Children replicating dangerous trends on TikTok and other platforms is a big worry; remember the Tide Pod Challenge? YouTube has long been awash in bizarre, children-targeting videos. The most-watched content on YouTube is for—or features—children. Which is probably why YouTube created the standalone YouTube Kids app. Though it had a rocky start, YouTube Kids is now the platform parents think is the safest for young viewers, at 68%. Regular YouTube is not far behind at 56% of parents who agree. TikTok is at the bottom at 35%.
Safety is the key; it’s near-impossible for today’s parents to keep kids offline. Ninety-five percent of parents said they’ve talked with their kids about some form of internet safety, but the numbers are low on the specifics. Fifty-one percent of respondents have talked about cyber predators and never meeting a stranger in person. The stats are under 50% on everything else, including cyberbullying, trolls, addiction, and not posting personal info.
Age 13 is the magic cutoff for most parents—73% said that kids shouldn’t have social media access before then.
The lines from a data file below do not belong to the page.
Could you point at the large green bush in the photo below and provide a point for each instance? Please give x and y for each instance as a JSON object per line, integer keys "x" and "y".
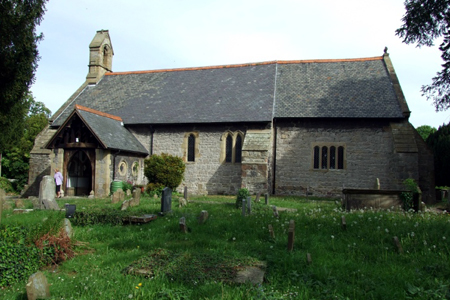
{"x": 164, "y": 170}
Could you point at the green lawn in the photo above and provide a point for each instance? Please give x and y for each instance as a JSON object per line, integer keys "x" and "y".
{"x": 361, "y": 262}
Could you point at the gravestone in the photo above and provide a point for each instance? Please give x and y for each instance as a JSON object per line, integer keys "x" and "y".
{"x": 2, "y": 199}
{"x": 118, "y": 196}
{"x": 183, "y": 227}
{"x": 37, "y": 287}
{"x": 182, "y": 202}
{"x": 68, "y": 228}
{"x": 47, "y": 190}
{"x": 70, "y": 210}
{"x": 203, "y": 217}
{"x": 257, "y": 197}
{"x": 125, "y": 205}
{"x": 166, "y": 200}
{"x": 185, "y": 193}
{"x": 19, "y": 203}
{"x": 136, "y": 200}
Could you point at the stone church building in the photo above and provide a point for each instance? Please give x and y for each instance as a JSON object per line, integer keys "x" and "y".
{"x": 279, "y": 127}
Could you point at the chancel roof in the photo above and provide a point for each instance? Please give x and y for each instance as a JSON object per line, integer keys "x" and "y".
{"x": 259, "y": 92}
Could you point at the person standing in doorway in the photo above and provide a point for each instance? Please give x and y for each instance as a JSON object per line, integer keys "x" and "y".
{"x": 58, "y": 181}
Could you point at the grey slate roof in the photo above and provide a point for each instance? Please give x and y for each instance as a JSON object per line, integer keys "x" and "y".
{"x": 246, "y": 93}
{"x": 111, "y": 133}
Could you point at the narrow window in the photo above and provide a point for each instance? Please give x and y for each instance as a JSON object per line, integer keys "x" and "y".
{"x": 238, "y": 147}
{"x": 229, "y": 149}
{"x": 340, "y": 157}
{"x": 191, "y": 148}
{"x": 316, "y": 157}
{"x": 324, "y": 157}
{"x": 332, "y": 157}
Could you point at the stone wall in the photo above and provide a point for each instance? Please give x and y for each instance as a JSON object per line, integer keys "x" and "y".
{"x": 369, "y": 154}
{"x": 208, "y": 174}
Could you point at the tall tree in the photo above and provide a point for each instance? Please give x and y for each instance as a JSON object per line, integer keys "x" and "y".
{"x": 425, "y": 21}
{"x": 18, "y": 62}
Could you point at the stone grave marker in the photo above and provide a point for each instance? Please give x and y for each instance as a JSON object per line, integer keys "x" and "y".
{"x": 68, "y": 228}
{"x": 257, "y": 197}
{"x": 47, "y": 190}
{"x": 398, "y": 244}
{"x": 183, "y": 227}
{"x": 291, "y": 235}
{"x": 166, "y": 200}
{"x": 203, "y": 217}
{"x": 19, "y": 203}
{"x": 271, "y": 232}
{"x": 182, "y": 202}
{"x": 2, "y": 199}
{"x": 343, "y": 223}
{"x": 125, "y": 205}
{"x": 275, "y": 211}
{"x": 185, "y": 195}
{"x": 37, "y": 287}
{"x": 136, "y": 200}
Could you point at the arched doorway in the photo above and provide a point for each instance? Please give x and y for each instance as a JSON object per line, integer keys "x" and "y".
{"x": 79, "y": 174}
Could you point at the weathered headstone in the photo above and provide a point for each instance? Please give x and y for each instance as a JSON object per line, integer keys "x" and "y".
{"x": 70, "y": 210}
{"x": 183, "y": 227}
{"x": 136, "y": 200}
{"x": 47, "y": 191}
{"x": 166, "y": 200}
{"x": 182, "y": 202}
{"x": 2, "y": 199}
{"x": 257, "y": 197}
{"x": 291, "y": 235}
{"x": 125, "y": 205}
{"x": 398, "y": 244}
{"x": 68, "y": 228}
{"x": 275, "y": 211}
{"x": 118, "y": 196}
{"x": 343, "y": 223}
{"x": 185, "y": 195}
{"x": 203, "y": 217}
{"x": 37, "y": 287}
{"x": 271, "y": 232}
{"x": 19, "y": 203}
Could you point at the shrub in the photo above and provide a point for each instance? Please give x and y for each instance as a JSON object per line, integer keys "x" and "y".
{"x": 242, "y": 194}
{"x": 164, "y": 169}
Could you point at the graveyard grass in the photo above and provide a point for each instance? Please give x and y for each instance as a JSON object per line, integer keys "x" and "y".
{"x": 360, "y": 262}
The majority also all agree with statements about setting restrictions and the potential social media has to be addictive, bad for mental health, and outright dangerous.
Yet not only do 57% of parents let their children under 13 use social media—in particular, YouTube and Instagram, mostly to play games or watch videos-49% let kids under 13 create their own social media accounts. In theory, most social media platforms ban kids under 13 to comply with the US Children’s Online Privacy Protection Act, though it’s easy to get around that.
Kids used to want to be famous for things like singing or acting. But 64% of parents say their kid has already mentioned how much they want to be an influencer. Eighty-one percent said they’d support that; 31% of those who let their under-13 kid use social media did it to support their kid’s content creation dreams. (After all, it may pay for college or a new house one day.)
Still, parents claim they don’t want their kids to use social media as much as they do. With the average American spending 1,300 hours a year on social in 2020, according to Uswitch, that makes good sense. So set a good example for the youth—save your TikTok viewing for your private time, like that 5 minutes you get in the bathroom. Assuming your influencer kid isn’t knocking on the door the whole time.